Even now, the legality of Bitcoin exchanges and businesses in countries such as Canada and the U.S. remains unclear.

In the U.S., a company called CoinBase is attempting to shoulder some of the risk by offering merchants what essentially amounts to the PayPal of Bitcoin – a simple, third-party processing platform that merchants can integrate into their website.

When a customer of online retailer Overstock.com, for example, uses Bitcoin to make a purchase, Coinbase handles the transaction, “and we see dollars immediately. It’s a very simple process for us,” says Jonathan Johnson, Overstock’s chairman.

Overstock began offering Bitcoin payment options in January. It consistently runs at “just a little over half a percent of daily revenue.” The company has recorded about US$1.5-million in Bitcoin revenue to date.

But while CoinBase might make Bitcoin integration easier for merchants such as Overstock, the service is not yet available in Canada, requiring companies such as Clearly Contacts to either hold their Bitcoin cash, or seek the services of various small exchanges who will convert Bitcoin back to Canadian dollars. And, according to Hoeppner, there’s still the problem of addressing Bitcoin’s perceived complexity and “hacker” element, not to mention helping both merchants and customers understand why they might even consider Bitcoin in the first place.

“If you’re a small business who’s never worked in foreign currencies before, is Bitcoin going to be your first foreign currency?” Hoeppner asked.

Ultimately, both companies are treating Bitcoin as just another currency – another way to give customers the option of buying things the way they want.

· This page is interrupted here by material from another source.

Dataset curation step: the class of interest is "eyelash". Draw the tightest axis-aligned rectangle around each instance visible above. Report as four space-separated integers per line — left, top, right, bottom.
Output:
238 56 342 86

In Overstock’s case, Bitcoin is actually attracting new users who have never shopped with Overstock before – and Bitcoin customers’ average order is about 40% larger than a standard order, Johnson says.

“What I think is significant about that is we view accepting Bitcoin as just one more way to make it easier for customers or potential customers to spend money with us,” Johnson said. “Just like we accept American Express and Visa and Master Card and Paypal, we now accept Bitcoin,” Johnson.

And for Hoeppner, it’s a smart way to market his company too – aligning Clearly Contact’s history of e-commerce and innovation with the Bitcoin community, which is similarly aligned.

“Our business model actually matches up with these types of people,” he said, calling it “good marketing.”

But for the moment, marketing is all it really is – at least, until more customers and more merchants, a chicken-and-egg problem if there ever was one, jump on board.